Strategy and defensibility


Strategy and defensibility

There’s an English proverb: An Englishman’s home is his castle. And what it means is this: that his home is a place where he can do as he pleases, and exclude anyone he pleases. And across the world, humankind have built castles, literal and metaphoric, ever since we figured out how to make them stay up. We want to protect what we consider to be ours.

Those early castles were motte and bailey, a stone keep on a raised mound or motte, inside an enclosed courtyard – the bailey – and often surrounded by a protective ditch or moat. The wider the moat, the harder it would be for a would-be attacker to get anywhere close to the keep. From the inside, it was possible to see your enemy coming, and the three layers of protection (the ditch, then the openness of the courtyard, and finally the keep) made it highly defensible.

When we think about strategy, this idea of defensibility is critical. If we invest in building a new product or service, or entering a new market, we want to have some reasonable confidence that we will reap the benefits for some time. Ideally, as well as providing benefits now, this new thing of ours would act as a stepping stone to future opportunities too. Like the Englishman in his castle, we want to do as we please in this new area – and importantly, we want to exclude others. So we want to make our investment and our market presence defensible.

But in a competitive market, when any player develops an offering which the market finds attractive, rivals will try to muscle in and steal market share. A lot of strategy looks at how to initiate a market presence, how to gain market share, but there is less written and executed in holding the gain once made. And it’s a challenge – the very fact that you have been successful is an encouragement to others, in that “if they can do it, so can we” sort of way.

Legend Warren Buffett, of Berkshire Hathaway, coined the term moat in terms of the economics of business. He described an economic moat as one which preserves and protects profits over time. Organisations which can create a wide ‘moat’ around their business activity will be better at creating value for themselves and their shareholders. And this metaphor of the moat is one of the cornerstones of Buffett’s investment approach, and in an interview in Fortune magazine in 1999, he commented that “the key to investing is …determining the competitive advantage of any given company and, above all, the durability of that advantage.” So a moat is a key part of defending your competitive advantage, but those rivals are still out there, and it’s a delaying tactic against the almost inevitable attack. Buffett goes further, and encourages his managers to engage in moat-widening, not just holding the ‘gap’ between the organisation and its competitors, but actively working to extend it, and so extending the duration of the competitive advantage. Not just as a one-off, but perpetually: “I ask the managers of our subsidiaries to unendingly focus on moat-widening opportunities.”

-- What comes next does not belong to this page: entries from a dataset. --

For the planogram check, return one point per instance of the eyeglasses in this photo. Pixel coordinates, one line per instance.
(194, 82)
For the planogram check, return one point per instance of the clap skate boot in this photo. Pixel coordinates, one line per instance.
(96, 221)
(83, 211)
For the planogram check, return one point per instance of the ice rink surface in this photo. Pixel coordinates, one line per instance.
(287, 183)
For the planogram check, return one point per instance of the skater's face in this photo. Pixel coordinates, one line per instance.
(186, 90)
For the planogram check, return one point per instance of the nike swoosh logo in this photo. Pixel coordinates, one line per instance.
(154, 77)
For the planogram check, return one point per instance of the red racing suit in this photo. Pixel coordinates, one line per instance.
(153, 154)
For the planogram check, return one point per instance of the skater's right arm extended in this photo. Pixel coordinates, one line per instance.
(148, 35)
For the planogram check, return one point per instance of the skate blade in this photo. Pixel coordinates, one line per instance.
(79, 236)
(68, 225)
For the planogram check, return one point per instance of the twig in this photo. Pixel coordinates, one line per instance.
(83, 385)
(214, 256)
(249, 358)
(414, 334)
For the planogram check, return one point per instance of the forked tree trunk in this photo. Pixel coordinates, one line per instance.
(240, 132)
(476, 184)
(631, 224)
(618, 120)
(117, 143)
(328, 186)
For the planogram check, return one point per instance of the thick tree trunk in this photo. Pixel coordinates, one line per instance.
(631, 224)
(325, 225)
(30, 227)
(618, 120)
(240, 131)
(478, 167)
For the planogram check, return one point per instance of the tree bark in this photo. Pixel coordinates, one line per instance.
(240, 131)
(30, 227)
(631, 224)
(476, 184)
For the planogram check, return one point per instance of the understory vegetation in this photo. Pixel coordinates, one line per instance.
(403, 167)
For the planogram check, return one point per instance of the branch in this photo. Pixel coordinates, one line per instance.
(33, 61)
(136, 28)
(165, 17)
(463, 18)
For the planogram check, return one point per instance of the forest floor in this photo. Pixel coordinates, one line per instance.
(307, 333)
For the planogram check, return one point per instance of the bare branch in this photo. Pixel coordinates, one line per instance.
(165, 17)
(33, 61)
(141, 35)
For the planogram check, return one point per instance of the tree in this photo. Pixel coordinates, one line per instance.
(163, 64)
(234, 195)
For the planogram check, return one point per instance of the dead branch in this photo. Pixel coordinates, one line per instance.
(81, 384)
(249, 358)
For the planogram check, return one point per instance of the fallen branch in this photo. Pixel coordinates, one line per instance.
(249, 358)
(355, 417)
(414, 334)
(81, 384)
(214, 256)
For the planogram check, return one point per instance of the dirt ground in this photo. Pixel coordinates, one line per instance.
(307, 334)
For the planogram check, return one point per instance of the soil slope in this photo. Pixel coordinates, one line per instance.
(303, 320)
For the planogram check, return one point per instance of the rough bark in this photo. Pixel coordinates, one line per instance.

There are many ways to build or widen moats. Porter wrote about barriers to entry, making it hard for rivals to enter your market, or for other offerings to provide a valued substitute for yours. Treacy and Wiersema described value disciplines, through which an organisation can take and hold a pole position through product leadership, operational excellence or customer intimacy (and sometimes two of those). Strong capabilities in innovation mean that you can keep optimising or renewing your offering as others try to catch up. Keep widening that moat, and hold onto your castle.